Exploiting vulnerable members of the Nigerian diaspora is a key part of Black Axe’s operations. Axemen routinely coerce or convince Nigerian migrants to take part in their money laundering activities. Sometimes this consists of forcing migrants to use their bank accounts to receive ill-gotten funds. In other instances, migrants become veritable “money mules” who help to funnel cash to launderers.
In South America, Black Axe similarly uses Nigerian and Venezuelan migrants to traffic cocaine to Nigeria and Europe via plane. Finally, Black Axe has been involved in the prostitution of Nigerian women, as part of the sex trafficking industry in Italy and France.

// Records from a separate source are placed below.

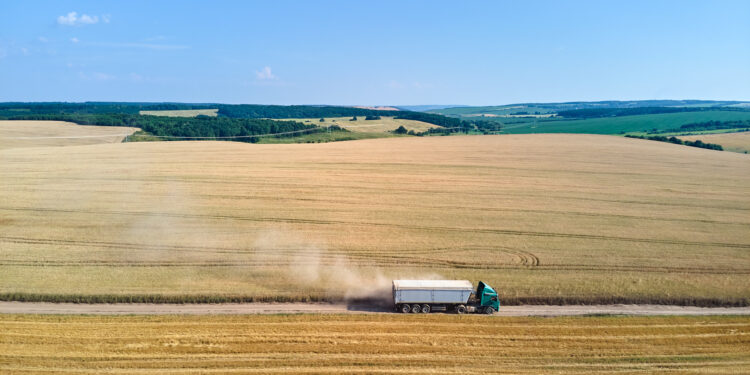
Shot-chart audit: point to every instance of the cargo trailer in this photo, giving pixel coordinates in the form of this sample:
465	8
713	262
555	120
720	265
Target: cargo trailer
424	296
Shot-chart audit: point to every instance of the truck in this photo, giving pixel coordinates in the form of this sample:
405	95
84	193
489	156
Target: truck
459	296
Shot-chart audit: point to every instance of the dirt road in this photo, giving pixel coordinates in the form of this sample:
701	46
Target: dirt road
319	308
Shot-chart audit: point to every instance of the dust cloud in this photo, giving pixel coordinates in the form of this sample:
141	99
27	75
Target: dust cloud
310	264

Black Axe exploits vulnerable populations, particularly young men, in Nigeria as well. Here, it uses young, low-level gang members, known as “streets,” to fight over territory, control illicit markets and steal oil from pipelines. Oil bunkering in Nigeria is estimated to have generated $46 billion in proceeds between 2009 and 2020. Funds gained from such illicit activities allow Black Axe’s leadership to integrate themselves within the Nigerian political system and forge networks of patrimonialism.
Funds gained from illicit activities allow Black Axe’s leadership to integrate themselves within the Nigerian political system.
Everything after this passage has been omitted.